Texas’s antiabortion law received such an overwhelmingly negative reaction — even among those who consider themselves “pro-life" — because it violated the dignity, respect, privacy and humanity of women who would be subject to spying and abuse for the sake of a $10,000 bounty.

The decision whether to carry a pregnancy to term, Casey held, is “too intimate and personal for the State to insist, without more, upon its own vision of the woman’s role, however dominant that vision has been in the course of our history and our culture. The destiny of the woman must be shaped to a large extent on her own conception of her spiritual imperatives and her place in society.” To compel a woman to complete her pregnancy against her will is to rob her of an essential component of her humanity.

That is what is at stake with a potential override of Casey.
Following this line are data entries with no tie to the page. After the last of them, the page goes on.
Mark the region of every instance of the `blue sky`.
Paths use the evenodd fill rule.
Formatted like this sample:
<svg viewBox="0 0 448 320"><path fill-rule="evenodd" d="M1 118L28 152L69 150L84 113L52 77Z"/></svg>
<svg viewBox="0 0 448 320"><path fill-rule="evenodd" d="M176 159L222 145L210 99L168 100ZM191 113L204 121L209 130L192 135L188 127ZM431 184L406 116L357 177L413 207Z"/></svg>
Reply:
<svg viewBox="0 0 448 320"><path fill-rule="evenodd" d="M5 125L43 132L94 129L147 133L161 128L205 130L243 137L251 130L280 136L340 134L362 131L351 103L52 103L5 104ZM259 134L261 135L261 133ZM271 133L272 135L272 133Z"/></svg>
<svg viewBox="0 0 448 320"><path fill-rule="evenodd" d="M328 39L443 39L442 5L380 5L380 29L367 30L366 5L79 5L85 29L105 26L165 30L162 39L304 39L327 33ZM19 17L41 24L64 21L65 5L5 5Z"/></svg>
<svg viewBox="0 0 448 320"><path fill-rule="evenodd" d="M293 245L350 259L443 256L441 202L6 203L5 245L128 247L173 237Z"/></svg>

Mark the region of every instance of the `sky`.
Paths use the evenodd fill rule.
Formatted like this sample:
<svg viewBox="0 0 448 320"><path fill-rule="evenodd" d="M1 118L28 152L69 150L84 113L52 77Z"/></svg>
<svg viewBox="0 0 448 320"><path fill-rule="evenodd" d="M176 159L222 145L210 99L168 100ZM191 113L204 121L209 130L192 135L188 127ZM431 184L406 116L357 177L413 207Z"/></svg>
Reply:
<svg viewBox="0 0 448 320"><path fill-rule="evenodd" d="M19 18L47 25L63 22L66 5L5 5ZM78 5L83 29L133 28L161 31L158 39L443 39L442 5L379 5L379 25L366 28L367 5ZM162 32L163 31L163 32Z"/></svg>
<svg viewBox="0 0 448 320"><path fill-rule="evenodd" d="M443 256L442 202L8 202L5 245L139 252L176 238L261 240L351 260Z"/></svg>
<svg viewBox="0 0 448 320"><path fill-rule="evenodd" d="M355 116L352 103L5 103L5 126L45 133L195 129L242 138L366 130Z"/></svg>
And if abortion does not meet one’s personal definition of a decision “too intimate and personal” for the state to be involved with, perhaps the right to make decisions about one’s health or the education of their children does.

Abortion rights advocates, court watchers and the media more generally err in defining the stakes of overturning Casey too narrowly. And it is an insult to people’s intelligence to say it is about “returning” abortion decisions to the “people”; it is about robbing women of a decision central to their personhood and denying them the right to self-determination. If that is what the right-wing Supreme Court is after, the justices should be clear about the awesome power of the state they are unleashing on Americans.